The mistakes I made during this time led to my eventual divorce and a stretch of time that I spent homeless. The transition from a four-bedroom house to a minivan was a devastating blow.
Further, each time I review my credit report I cringe at the history of my financial missteps.
I didn’t learn how to be financially responsible until after my bipolar diagnosis in 2020. Before that, I spent money as soon as it was earned. I lied to my family and endangered their financial stability. It has taken years to heal the wounds.
I now know that honesty and open communication with your family, even about difficult topics like finances, are essential for navigating uncertainty.
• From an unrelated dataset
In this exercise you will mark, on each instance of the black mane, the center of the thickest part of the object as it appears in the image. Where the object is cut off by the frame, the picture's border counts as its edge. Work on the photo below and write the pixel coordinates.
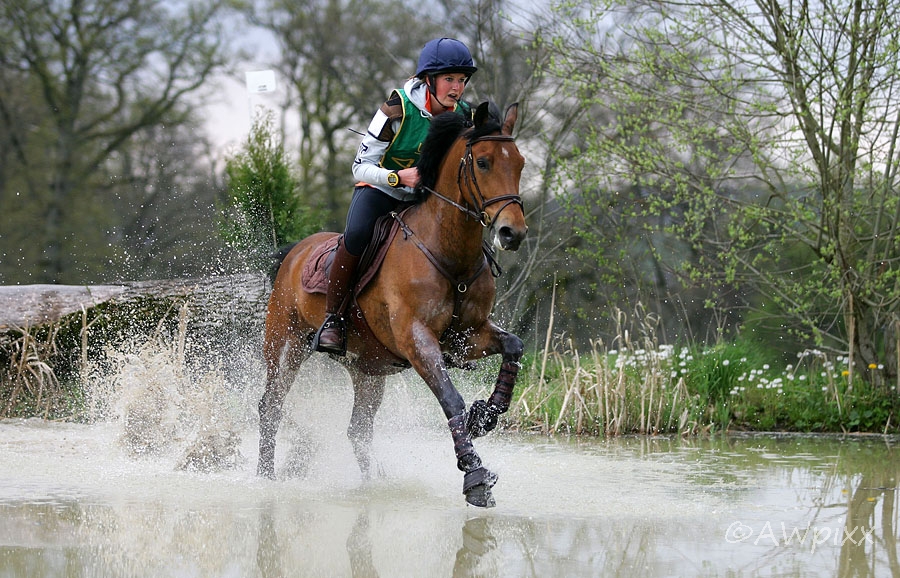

While you don’t have to prepare for the worst-case scenario, you must have the necessary monetary tools to withstand economic turbulence. This includes an emergency fund, budget, and debt reduction plan. I know this now, and I will be keeping it in mind in the coming months.
Today, I live in Northern Colorado and work hard to maintain a solid financial foundation. Although I recently lost my job, I don’t give up and do the minimum to find a new position like I used to. I put in 100%, even when my neurodivergence wants me to do otherwise.
It’s a precarious balancing act, especially for someone in their mid-50s. Nevertheless, I’m determined to live a life of abundance instead of scarcity.